Single Ancestry vs. GOP

hi all,

so i found a decent source for a wide range of county level data up to 2010 through census. gov found here

The one major issue is that all the files are in xls format. I’ve played around with a couple of packages such as (xlsx), (XLConnect) and (readxl), that all claim to be able to read xls and xlsx documents from the web. I haven’t had any luck with any of them.

Examples that should work:

urlancestry= ""
 tblancestry = read_excel(urlancestry, sheet = "ANC01B", col_names = "ANC040209D")

tblancestry=read.table("", sheet = "ANC01B", col_names = "ANC040209D",header = TRUE)
 startCol = 8,
 endCol = 2)

I still wanted to mess around with some of the data so I downloaded some files and converted them to csv to be read from my hard drive. Eventually, I hope to figure out the whole xls thing, but for now its time to play with some data.

I chose a table that had county level data from 2010 showing those who report and associate themselves with a single ancestry. I thought it might be interesting to compare that with the election data to see if there are any correlations to the election results and populations considering themselves from a single ancestry. A table was also needed that had total population counts so I found one of those too.  To create a dataframe with a factor with which to work I began my code like this:

tblancestry=read_csv("C:/Users/davestrohmeier/Desktop/Geoviz/County Level Data/ANC01B.csv")
 tbltotalpop=read_csv("C:/Users/davestrohmeier/Desktop/Geoviz/County Level Data/ANC01A.csv")

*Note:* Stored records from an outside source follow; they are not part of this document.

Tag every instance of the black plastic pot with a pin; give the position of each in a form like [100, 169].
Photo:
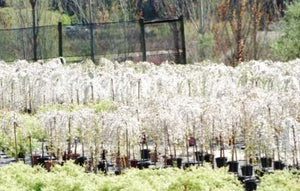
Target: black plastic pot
[80, 160]
[199, 156]
[142, 165]
[192, 141]
[145, 154]
[278, 165]
[209, 158]
[247, 170]
[233, 166]
[178, 162]
[134, 163]
[221, 161]
[266, 162]
[250, 184]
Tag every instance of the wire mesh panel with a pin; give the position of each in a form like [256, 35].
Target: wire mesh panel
[47, 46]
[154, 41]
[163, 41]
[16, 44]
[120, 41]
[76, 41]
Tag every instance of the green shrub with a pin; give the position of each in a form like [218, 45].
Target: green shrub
[281, 181]
[19, 176]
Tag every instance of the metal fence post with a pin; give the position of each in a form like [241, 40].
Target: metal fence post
[33, 3]
[182, 39]
[92, 41]
[142, 39]
[60, 50]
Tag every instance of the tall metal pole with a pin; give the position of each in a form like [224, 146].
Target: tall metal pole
[91, 32]
[33, 3]
[16, 144]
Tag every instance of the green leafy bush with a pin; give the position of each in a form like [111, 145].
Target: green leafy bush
[18, 176]
[281, 181]
[288, 46]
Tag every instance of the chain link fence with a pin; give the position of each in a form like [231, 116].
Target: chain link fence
[153, 41]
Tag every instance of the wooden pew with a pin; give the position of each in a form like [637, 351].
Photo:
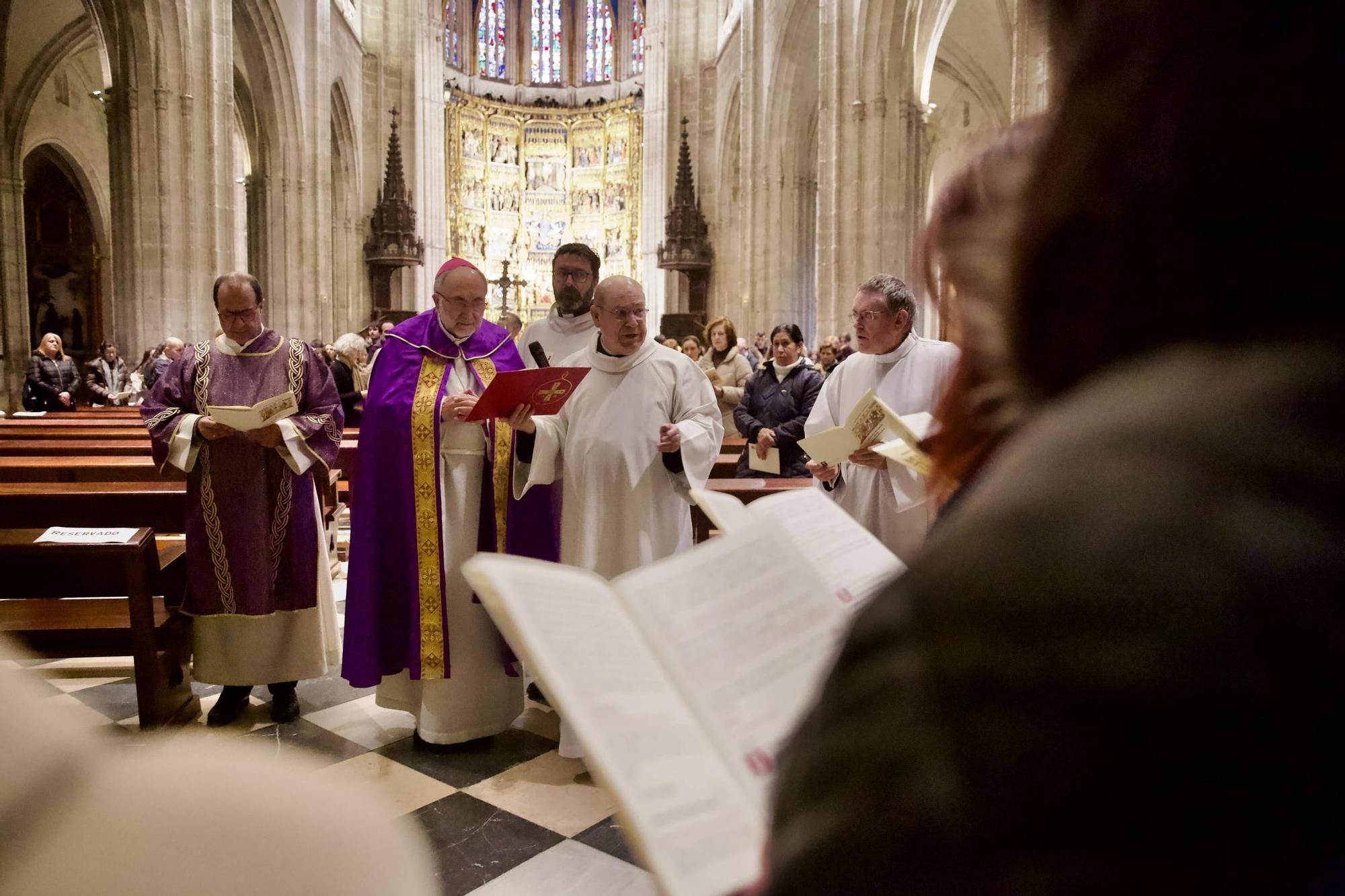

dfancestry= select(tblancestry, County = 1, GEOID= 2, Multi_Ancest= 8)
 tbltotalpop2= select(tbltotalpop, County = 1, Total_pop= 12)
 df_ancestry= left_join(dfancestry,tbltotalpop2, by="County" )
 df_ancestry$Percent = 100*(df_ancestry$Multi_Ancest/df_ancestry$Total_pop)

Next was to add the familiar election data as a table to join to the ancestry dataframe:

urlElection = ""
 tblElectionOriginal = read_csv(urlElection)

tblElection = transmute(tblElectionOriginal,
 dem_pct_2016 = 100 * dem_2016 / total_2016,
 gop_pct_2016 = 100 * gop_2016 / total_2016,
 oth_pct_2016 = 100 * oth_2016 / total_2016)
 tblElection2= select(tblElection,
 GEOID = 1,

Then I needed to join the datasets and begin tidying up the results:

dfElecAncest= left_join(df_ancestry, tblElection2, by= "GEOID")
 dfElecAncestry= na.omit(dfElecAncest)
 dfElecAncestry$SingleAncPct = 100-(dfElecAncestry$Percent)
 dfElecAncestry$MultiAncPct = (dfElecAncestry$Percent)
 dfElecAncestry= dfElecAncestry[-c(5)]

Then to add a spatial layer with all the US counties and combine if the the ancestry dataframe as well as assign it an appropriate CRS:

spdfNation = counties()
 spdfElecAncestry= geo_join(spdfNation, dfElecAncestry, by= "GEOID",how = "inner" )

dfEpsg = make_EPSG()
 prj4 = dfEpsg[which(dfEpsg$code == "3085"),"prj4"]
 spdfElecAncestry = spTransform(spdfElecAncestry, CRS(prj4))

After a couple of practice plots it was a shame to have to get rid of Hawaii. It was really screwing up the scale of my map:

dfContinental= filter(dfElecAncestry, GEOID != "15001",GEOID != "15003",GEOID != "15007",GEOID != "15009")

spdfContinental= geo_join(spdfNation, dfContinental, by= "GEOID",how = "inner" )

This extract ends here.